Dozens of nominations were narrowed down to the 20 Trumbull County students who earned the Flame of Service during the fifth annual ceremony at DiVieste Banquet Hall. From the 20, five were chosen as top of the class. As the winner, Ryser received a $500 grant to donate to a nonprofit organization of her choice to help the community, and the other four finalists each were awarded a $125 grant for the same purpose.

“I think this award is so important, not just for myself, but for all the incredible young people, the other 19 students who are being honored here today,” Ryser said. “They go above and beyond and do what’s right even when nobody is looking, and that is what is so impressive to me.”

All five top honorees said they knew where they would invest their community service grants:

l Ryser, 18, said she planned to donate the $500 to Noah’s Net, a fund for a student she works with who has Down syndrome.

l Michael Cline, 17, of Niles McKinley High School, said he planned to donate his $125 share to Niles Community Services. “They have done so much for me and I want to give back.”

l Cara Annandono, 17, of Warren G. Harding High School, said she planned to contribute her share to Tic Tac, a student-led American Cancer Society Relay For Life team she’s been involved with for years.

l Donna Cherry, 17, of Warren G. Harding High School, said her share will go to the Grace United Methodist Church Awana program, a Bible study for youth for which she is a leader, “for the children there, to provide them with one more meal.”

l Jacquelyn Keslar, 17, of Hubbard High School, said she’d like to use her share to buy paint for Grace Lutheran Church in Hubbard, so she can finish a major painting project there “for the nursery, and for a mural tree with the kids’ fingerprints.”

Each of the Twenty Under 20 honorees are profiled in a special magazine inserted into today’s Tribune Chronicle.

Tribune Chronicle Publisher Charles Jarvis said he noticed a few themes as the accomplishments of all 20 honorees were recounted throughout the night.

“They all had leadership, service and were especially good students,” he said. “And so many of them had a strong connection with their church, which is very, very impressive.

“They’re not out there in the dark doing things when no one notices.
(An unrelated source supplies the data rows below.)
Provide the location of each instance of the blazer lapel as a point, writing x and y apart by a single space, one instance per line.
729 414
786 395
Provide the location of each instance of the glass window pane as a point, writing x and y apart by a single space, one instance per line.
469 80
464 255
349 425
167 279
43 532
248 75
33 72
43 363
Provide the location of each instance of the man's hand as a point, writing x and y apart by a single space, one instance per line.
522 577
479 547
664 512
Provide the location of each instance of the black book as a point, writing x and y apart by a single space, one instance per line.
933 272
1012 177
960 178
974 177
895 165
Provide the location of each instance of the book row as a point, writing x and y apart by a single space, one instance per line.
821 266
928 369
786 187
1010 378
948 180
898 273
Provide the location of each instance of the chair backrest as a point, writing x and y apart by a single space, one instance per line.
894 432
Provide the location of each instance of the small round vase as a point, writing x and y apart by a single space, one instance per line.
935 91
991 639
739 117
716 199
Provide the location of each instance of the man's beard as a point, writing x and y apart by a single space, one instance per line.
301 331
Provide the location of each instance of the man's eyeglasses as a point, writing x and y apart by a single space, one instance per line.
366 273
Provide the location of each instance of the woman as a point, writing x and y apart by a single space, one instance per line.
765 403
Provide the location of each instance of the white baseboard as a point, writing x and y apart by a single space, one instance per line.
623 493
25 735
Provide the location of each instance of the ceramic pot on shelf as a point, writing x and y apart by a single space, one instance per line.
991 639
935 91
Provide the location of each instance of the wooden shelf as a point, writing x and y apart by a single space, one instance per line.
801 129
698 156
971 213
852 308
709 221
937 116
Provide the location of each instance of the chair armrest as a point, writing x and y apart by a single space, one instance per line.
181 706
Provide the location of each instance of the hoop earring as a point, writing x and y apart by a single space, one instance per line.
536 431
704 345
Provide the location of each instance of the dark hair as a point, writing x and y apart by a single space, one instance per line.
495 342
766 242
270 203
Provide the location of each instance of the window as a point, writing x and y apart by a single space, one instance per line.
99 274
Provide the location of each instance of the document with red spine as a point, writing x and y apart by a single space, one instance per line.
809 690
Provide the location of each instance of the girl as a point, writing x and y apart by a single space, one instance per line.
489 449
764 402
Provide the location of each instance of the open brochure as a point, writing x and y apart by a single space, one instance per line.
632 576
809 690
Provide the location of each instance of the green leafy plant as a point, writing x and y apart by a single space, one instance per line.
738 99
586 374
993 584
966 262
They’re out there doing things in the daylight for the good of the community.”

Besides the flame-shaped service trophy, each recipient received recognition from Trumbull County commissioners, Ohio Gov. John Kasich and a boost from first-year co-sponsor Kent State at Trumbull. Dr. Lance Grahn, dean, announced that all 20 awardees have a pledge of $1,000 toward tuition if they enroll full-time at the campus in Champion.
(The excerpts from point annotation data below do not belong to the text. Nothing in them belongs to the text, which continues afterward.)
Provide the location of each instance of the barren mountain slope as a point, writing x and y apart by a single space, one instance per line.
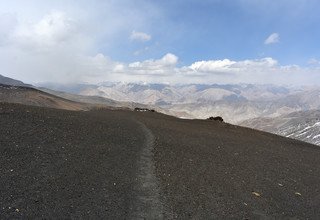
304 126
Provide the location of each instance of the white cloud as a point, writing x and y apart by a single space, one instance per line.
140 36
56 47
272 39
314 61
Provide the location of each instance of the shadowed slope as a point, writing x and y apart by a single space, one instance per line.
64 164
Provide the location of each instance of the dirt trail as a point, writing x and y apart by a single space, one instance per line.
148 203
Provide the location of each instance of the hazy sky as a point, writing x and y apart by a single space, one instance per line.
171 41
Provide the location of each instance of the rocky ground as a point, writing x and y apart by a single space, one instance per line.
118 164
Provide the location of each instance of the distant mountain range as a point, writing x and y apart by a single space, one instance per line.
287 111
235 103
304 125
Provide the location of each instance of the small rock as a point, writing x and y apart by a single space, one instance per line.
256 194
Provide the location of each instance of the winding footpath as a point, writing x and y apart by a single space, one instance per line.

Grahn told students they need to go to whichever institution will best serve their needs, “but if that’s Kent State at Trumbull, we will welcome you with open arms — and a $1,000 check.”

The 235 attendees constituted the largest crowd in the five years of Twenty Under 20.

“I encourage you to serve when you’re young because you’re able to so much more when you’re young,” Jarvis told the group.